Publication date: Publication Date Nov. 30, 1999
Review by Peter Canavese
Released: (2013)

Bay Area audiences may feel they need no introduction to Oscar Grant III when it comes to "Fruitvale Station," a based-on-a-true-story film about the young local's last hours on Earth. But Bay Area-bred writer-director Ryan Coogler feels it's precisely the point that we all do need to get to know the man -- as more than a victim frozen in time.
 

 
The film begins with the infamous cellphone video of Grant's ignominious end in the titular BART station, pointing up that this is what we have seen and mostly know of Grant.
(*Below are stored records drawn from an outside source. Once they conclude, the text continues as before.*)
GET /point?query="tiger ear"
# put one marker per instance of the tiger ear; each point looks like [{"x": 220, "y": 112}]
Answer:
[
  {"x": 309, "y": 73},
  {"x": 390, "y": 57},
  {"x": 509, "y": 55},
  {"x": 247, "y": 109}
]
What follows, in docudramatic form, strives to round out our knowledge of this ordinary 22-year-old American male, to return this symbol to his humanity as a son, a grandson, a boyfriend, a father. "Fruitvale Station" tallies the toll of what was lost on New Year's Day 2009.
 

 
Star-in-the-making Michael B. Jordan ("The Wire," "Friday Night Lights") ably walks a mile in Grant's shoes, conspiring with Coogler to show many facets of their subject. With 4-year-old daughter Tatiana (Ariana Neal), girlfriend Sophina (Melonie Diaz), and assorted family elders, Oscar radiates love and charm, but in unguarded moments, he reveals his anxiety about making ends meet without getting caught in a parole violation and reliving his nightmare of prison-bound separation from loved ones.
 

 
In a flashback to San Quentin (on New Year's Eve day of 2007), Coogler, Jordan and Octavia Spencer (splendid as Grant's mom, Wanda) establish emotional stakes. In what seems at the time, ironically, to be the worst-case scenario, Oscar flashes a volatile temper (which he hasn't entirely conquered in the present) as well as little-boy-lost remorse toward a mother achingly forcing herself to "tough love" her son.
 

 
Here and in the stomach-churning climax, "Fruitvale Station" functions on a gut level. More often, though, it is deliberately mundane. Oscar helps a market customer to prepare for a Southern fish fry. Oscar buys a birthday card for his mother, and looks forward to a dinner of Grandma Bonnie's gumbo. Oscar parries and thrusts in the bedroom, as he and Sophina fret together and make love together.
 

 
Coogler isn't after much more than what naturally comes with his approach: a memorial in dramatic prose, an occasion for cathartic outrage and empathetic grief. And the film only notably stumbles when Coogler strains for clumsy symbolism (Oscar befriends a doomed stray dog -- hoo boy) and intimations of fate (look how close Oscar came to making it after all!). Social-justice issues are inherent in Grant's story, but "Fruitvale Station," for better and worse, prefers pure emotional appeal.